Starting out with a little sightseeing. This is the Metropolitan Government Building, one of Tokyo's tallest and with a free observation deck up the top.


Tokyo's unending metropolis.


I spy a ride!


Judging by the giant ferris wheel, we're getting close.


Thunder Dolphin runs around the perimeter of the park, like the Scenic Railway at Luna Park Melbourne. Unlike the Scenic Railway, Thunder Dolphin is not a century old woodie.


In addition to the rollercoaster, LaQua has a few more flat rides across the street, a flume and a Spiderman-style motion-base dark ride in the basement. The dark ride was quite good, kind of an anime-style story about a Japanese girl saving Tokyo (I think?).


Presumably the ride sign has a lightning bolt because thunder is hard to draw.


So this is a good ride, but probably the least thrilling of its kind. The setting is spectacular though!


It has some cool moments, like this headchopper, and "threading" the ferris wheel.


And after all of the meandering jet coasters I'd been on, Thunder Dolphin's speed was very welcome.


That girl in the third row is definitely enjoying this ride.


Yokohama Cosmoworld

Cosmoworld is about a one-hour train ride south of Tokyo, and is one of those parks where all of the rides are on top of each other. This park contains the iconic Diving Coaster: Vanish, which dramatically dives into an underwater tunnel. A unique flume ride ran through the park as well, which awarded riders points for screaming loud on the final drop.



Once again, a big-ass ferris wheel gave a pretty good indication of where the park was.


Here is Yokohama Cosmoworld. And yes, that is a spinning mouse on top of the building.


Please enjoy this ride sign.


I'm not sure what those trains are themed to but they're certainly funky.


This coaster definitely looked better than it rode.
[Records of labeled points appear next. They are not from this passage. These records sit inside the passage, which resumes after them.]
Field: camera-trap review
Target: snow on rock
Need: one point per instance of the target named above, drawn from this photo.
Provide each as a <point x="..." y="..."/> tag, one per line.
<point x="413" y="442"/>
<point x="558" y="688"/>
I don't recall the ride being particuarly rough, but it just kind of average.


This element was fun, although you don't really notice the splash effect when riding.


I'm sure nobody has taken this photo before.


The spinning mouse had been listed as down for maintenance, so we were pleasantly surprised to find it open.


The group tried many different combinations of rider size and positioning to maximise the spin count.


In the end it just came down to luck, I think.


Across the river was one more credit, the hotly anticipated Family Banana Coaster.


This was the first kiddie coaster I've ever been on that had seatbelt extensions for the adults!


Cosmoworld also had a few indoor attractions, like this walkthrough game we'd first encountered at Mitsui Greenland.


By difficult, they mean borderline impossible. Fortunately we were pros who had done this before, and still scored a trading card prize at the end.


The flume ride was quite good, I always enjoy it when these things wind around buildings and other rides.


Points were awarded for screaming loudly on the final drop.


Most pairs made a decent effort.


But Thad and Nolan gave everything.


Letting out a violent roar...


All the way to the end. I don't know if they ended up with the highest score, but it didn't matter. They won hearts instead.


The final group stop was this walkthrough freezer, with models of animals and ice sculptures. Robb sent us in and then proceeded to lock the exit. I can't remember why were let out, but it did happen eventually.


Sea Paradise

Also in Yokohama, Sea Paradise is an aquarium complex that also happens to have a few rides. The chief draws here were the 350-foot Blue Fall drop tower, and Surf Coaster Leviathan, with a good chunk of its track sitting over Tokyo Bay.



Here we are at Sea Paradise!


Blue Fall is pretty big. That pyramid houses the park's main aquarium and amphitheatre.


Blue Fall was pretty good, as far as drop towers go. It did give an excellent view of the surrounding area, always a plus when visiting foreign parks. I'm told that one group of seats has a slightly different drop sequence, but since it was raining we just took the one ride.


Japanese parks don't tend to run their coasters in any sort of rain, so we were pleased to see Surf Coaster Leviathan running when we arrived.


For a Togo this was pretty good, and definitely unique in the way it went out over the open water.


The ride had recently received new trains without OTSRs, just lapbars. Hooray!


There was definitely plenty on offer for those who are into helixes.


Overall a good ride, even in the wet.


Sea Paradise also had a ride where you can get into a boat and ride around with the dolphins. Definitely a "never in the west" attraction!


The boats are even themed!


On-ride photo! We saw a couple of dolphins swim past, but they seemed to only emerge from the water if you had brought food.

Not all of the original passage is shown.